Ring Ø LabsDOES NOTadvocate using any of the malware, techniques, or information presented here for harm and doing so may violate the law. These topics are for mitigation and educational purposes only. Read more about ushere
What is Ring Ø Labs?
Ring Ø Labs is dedicated to providing education and research in the field of malware analysis, presenting security topics of interest, and promoting general awareness of tomorrows emerging threats.
Ring Ø Labs DOES NOT
promote or advocate using any of the malware, techniques, or information presented in this site for harm. Each of the aforementioned topics is for the educational benefit of our readers. We contribute research and mitigation strategies to the cyber security community and help identify new and emerging threats. Our aim is to help the cyber security community stay abreast of the ever changing cyber landscape.
Where do we get our malware from?
The malware samples we analyze are acquired through numerous sandbox sites online, compromised hosts, and through readers like you. Every sample is treated with the utmost care to avoid infection or propagation. If you are interested in submitting a file for analysis, click the SUBMIT button on our main page.
Where did the name Ring Ø Labs come from?
In computer science, there are two main protection modes for an Operating System; Ring Three and Ring Zero.
Ring 3 is known as the User level and it is where users perform their day-to-day tasks like surfing the internet, writing documents, etc.
Ring 0 is known as the Kernel level and it is heavily safeguarded by protection mechanisms within the Operating System.
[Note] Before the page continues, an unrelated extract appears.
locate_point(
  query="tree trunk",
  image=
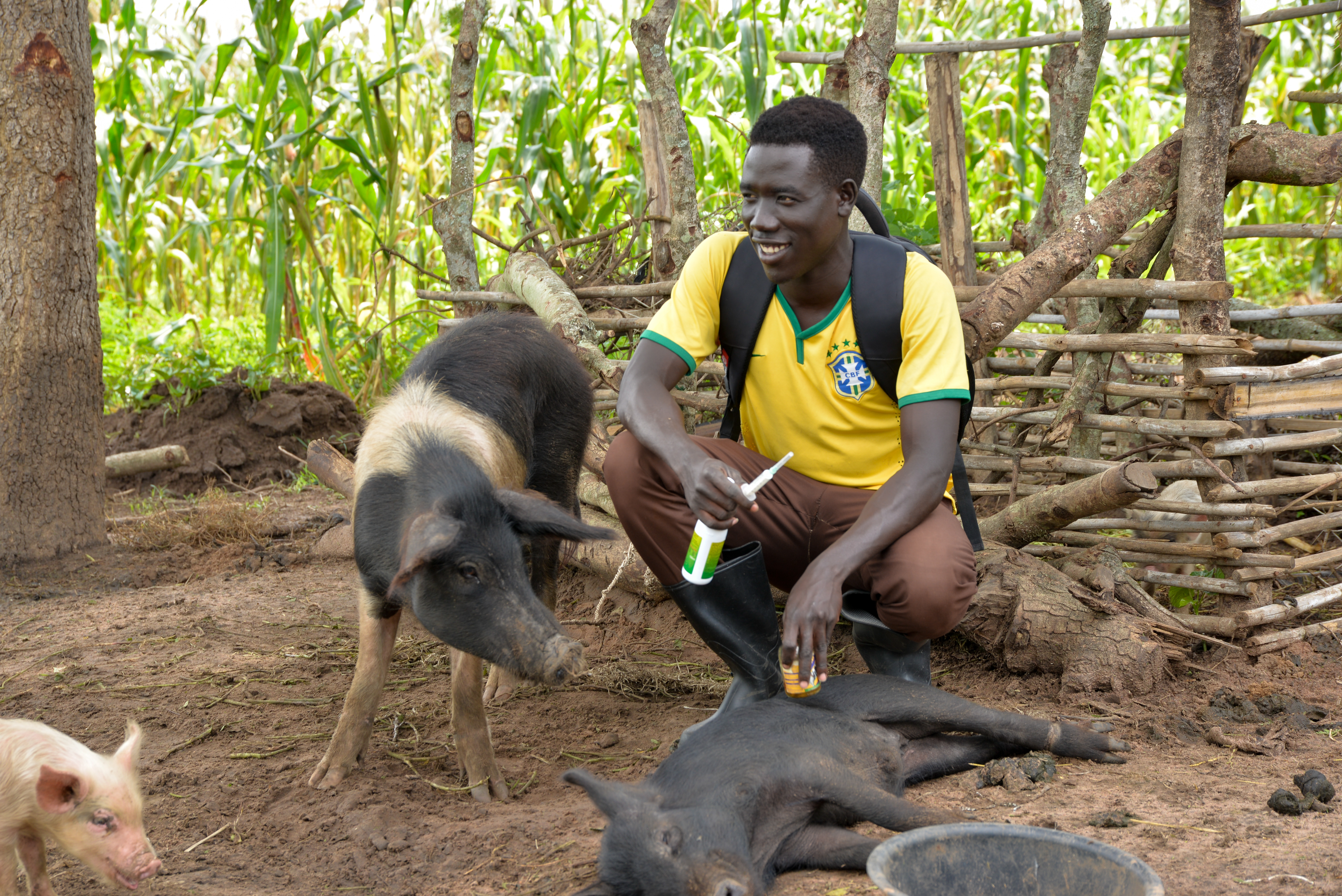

This is because having control at this level allows a program to execute immense control over the system.
Exploits and malware are often classified by the protection level they run at. The vast majority of these threats run at Ring 3 (User Level) and are capable of causing significant harm to the system. However, Ring 0 (Kernel Level) threats are considered extremely dangerous to a system because of their ability to operate outside the bounds of normal programs and interface directly with the Kernel of the OS.